Realizing that the inclusion of byproduct meal now has potential legal consequences, Diversified Ingredients expressed alarm to Wilbur-Ellis and a way to respond to the kibble crisis. “I think if we work together, we can band-aid this situation,” Diversified’s Collin McAtee wrote on May 15 to Darwin Rusu of Wilbur-Ellis. Referring to a “smoking gun,” McAtee added:
“If you are going to fill these contracts for any reason, then I’m going to have to go to Blue Buffalo to address the breach of contract and undoubtedly divulge the details of what was shipped and the possibility that Rosser’s material is the smoking gun for their problems. That I do not want to do. If the finger is pointed in that direction and then later verified to have been the cause, then Diversified and Wilbur will both have to answer to this in litigation with Blue. The liabilities in this could be enormous. You are talking about massive product recalls, potential market share loss, etc. That would undoubtedly be in the several million dollar range.” (Italics added.)
In a newly unsealed brief that included the e-mail exchange as an exhibit, Purina’s lawyers at Mayer Brown told U.S. District Judge Rodney Sippel on Oct. 10: “Purina has learned that an ingredient supplier to Blue Buffalo has been supplying Blue Buffalo with chicken by-product meal.”
Trying to get out in front of this development, Bishop, the Blue Buffalo chairman, posted an open “Dear Pet Parents” letter on Oct. 14 that now makes more sense when read against the e-mail Purina discovered.
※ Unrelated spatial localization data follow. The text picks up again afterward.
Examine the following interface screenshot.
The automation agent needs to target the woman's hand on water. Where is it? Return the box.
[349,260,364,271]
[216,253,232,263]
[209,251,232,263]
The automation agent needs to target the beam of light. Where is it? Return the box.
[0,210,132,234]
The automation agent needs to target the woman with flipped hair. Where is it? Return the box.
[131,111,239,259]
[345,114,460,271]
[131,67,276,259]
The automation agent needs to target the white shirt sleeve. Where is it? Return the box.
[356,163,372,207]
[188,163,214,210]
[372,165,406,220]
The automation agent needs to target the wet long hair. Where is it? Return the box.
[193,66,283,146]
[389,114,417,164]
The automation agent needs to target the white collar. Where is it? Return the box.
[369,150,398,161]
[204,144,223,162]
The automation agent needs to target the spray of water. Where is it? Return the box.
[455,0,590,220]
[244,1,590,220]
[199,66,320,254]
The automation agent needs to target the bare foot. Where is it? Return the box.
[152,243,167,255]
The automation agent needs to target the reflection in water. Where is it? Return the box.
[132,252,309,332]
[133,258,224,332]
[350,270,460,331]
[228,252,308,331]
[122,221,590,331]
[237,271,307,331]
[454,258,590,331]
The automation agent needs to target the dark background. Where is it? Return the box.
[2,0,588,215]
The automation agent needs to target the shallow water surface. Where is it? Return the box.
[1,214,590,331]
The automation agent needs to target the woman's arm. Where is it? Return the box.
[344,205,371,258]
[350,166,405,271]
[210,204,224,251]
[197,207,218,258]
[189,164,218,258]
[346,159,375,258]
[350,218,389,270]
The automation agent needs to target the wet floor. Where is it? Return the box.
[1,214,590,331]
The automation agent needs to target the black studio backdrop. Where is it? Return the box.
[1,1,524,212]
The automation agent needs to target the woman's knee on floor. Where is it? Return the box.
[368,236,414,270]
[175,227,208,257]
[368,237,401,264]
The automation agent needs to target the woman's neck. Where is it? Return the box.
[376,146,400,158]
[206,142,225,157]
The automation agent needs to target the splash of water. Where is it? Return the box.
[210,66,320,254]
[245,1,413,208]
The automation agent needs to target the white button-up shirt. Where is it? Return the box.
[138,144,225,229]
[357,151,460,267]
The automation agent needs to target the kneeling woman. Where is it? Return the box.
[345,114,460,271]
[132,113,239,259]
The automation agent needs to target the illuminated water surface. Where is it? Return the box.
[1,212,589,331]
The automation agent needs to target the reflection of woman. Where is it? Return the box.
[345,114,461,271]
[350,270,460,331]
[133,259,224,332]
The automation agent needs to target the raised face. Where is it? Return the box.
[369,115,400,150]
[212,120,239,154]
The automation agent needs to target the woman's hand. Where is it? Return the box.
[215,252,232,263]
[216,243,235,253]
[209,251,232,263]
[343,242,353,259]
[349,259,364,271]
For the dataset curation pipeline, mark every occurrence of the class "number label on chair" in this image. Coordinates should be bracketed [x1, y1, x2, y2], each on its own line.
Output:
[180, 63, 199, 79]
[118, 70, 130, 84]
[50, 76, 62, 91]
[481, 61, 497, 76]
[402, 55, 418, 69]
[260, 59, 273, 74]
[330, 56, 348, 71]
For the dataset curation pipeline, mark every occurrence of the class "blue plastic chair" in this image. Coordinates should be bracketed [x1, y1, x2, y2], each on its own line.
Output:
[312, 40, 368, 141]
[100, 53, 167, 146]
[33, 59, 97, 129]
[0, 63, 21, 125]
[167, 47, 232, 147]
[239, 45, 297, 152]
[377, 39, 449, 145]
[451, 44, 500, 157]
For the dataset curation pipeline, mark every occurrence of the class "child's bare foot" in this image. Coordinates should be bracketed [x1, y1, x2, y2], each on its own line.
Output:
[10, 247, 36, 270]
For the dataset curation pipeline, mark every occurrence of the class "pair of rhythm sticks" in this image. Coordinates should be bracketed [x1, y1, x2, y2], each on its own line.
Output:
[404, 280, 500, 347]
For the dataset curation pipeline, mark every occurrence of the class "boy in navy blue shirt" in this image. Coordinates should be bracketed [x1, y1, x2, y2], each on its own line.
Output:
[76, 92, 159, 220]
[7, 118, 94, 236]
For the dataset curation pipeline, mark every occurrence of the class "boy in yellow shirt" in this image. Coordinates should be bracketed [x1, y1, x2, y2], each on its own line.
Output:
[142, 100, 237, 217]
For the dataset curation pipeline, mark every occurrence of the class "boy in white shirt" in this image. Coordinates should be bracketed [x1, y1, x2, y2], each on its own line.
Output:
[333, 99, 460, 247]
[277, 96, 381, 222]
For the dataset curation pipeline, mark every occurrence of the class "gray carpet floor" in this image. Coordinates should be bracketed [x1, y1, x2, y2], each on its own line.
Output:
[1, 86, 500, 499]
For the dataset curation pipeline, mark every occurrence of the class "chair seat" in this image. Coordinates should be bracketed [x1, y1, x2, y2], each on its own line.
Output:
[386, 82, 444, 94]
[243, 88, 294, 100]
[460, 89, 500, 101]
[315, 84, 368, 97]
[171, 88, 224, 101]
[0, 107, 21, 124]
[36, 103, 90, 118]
Bishop wrote: “Blue Buffalo has recently learned from Wilbur-Ellis, a major U.S. company that supplies ingredients to us and many other well-known brands of pet foods, that a Texas pet food ingredient-processing plant they own had mislabeled some of the ingredients they shipped to their customers. So while the customers were ordering and paying for 100 percent chicken meal, at times they were receiving shipments that contained poultry by-product meal.”
Bishop added: “Since Wilbur-Ellis was the source of some of our chicken meal, we may have received some of these mislabeled shipments.” The mislabeling “poses no health, safety, or nutrition issue.” Still, he continued, “the fact that any Blue Buffalo food could include a mislabeled ingredient is totally unacceptable. As a result, we have stopped doing business with this plant.”
Bishop’s response raises two questions: Does he stand by his original dismissal of Purina’s “voodoo science” showing poultry byproduct meal in Blue Buffalo food? (Apparently not.) And second, if the inclusion of byproduct meal poses “no health, safety, or nutrition issue,” why did Blue Buffalo make such a big deal in its marketing about the exclusion of byproduct meal? The answer to that is Bill Bishop’s correct calculation that pet owners who think of their animals more as children than domesticated beasts will pay extra for food that’s actually no better for their dogs and cats.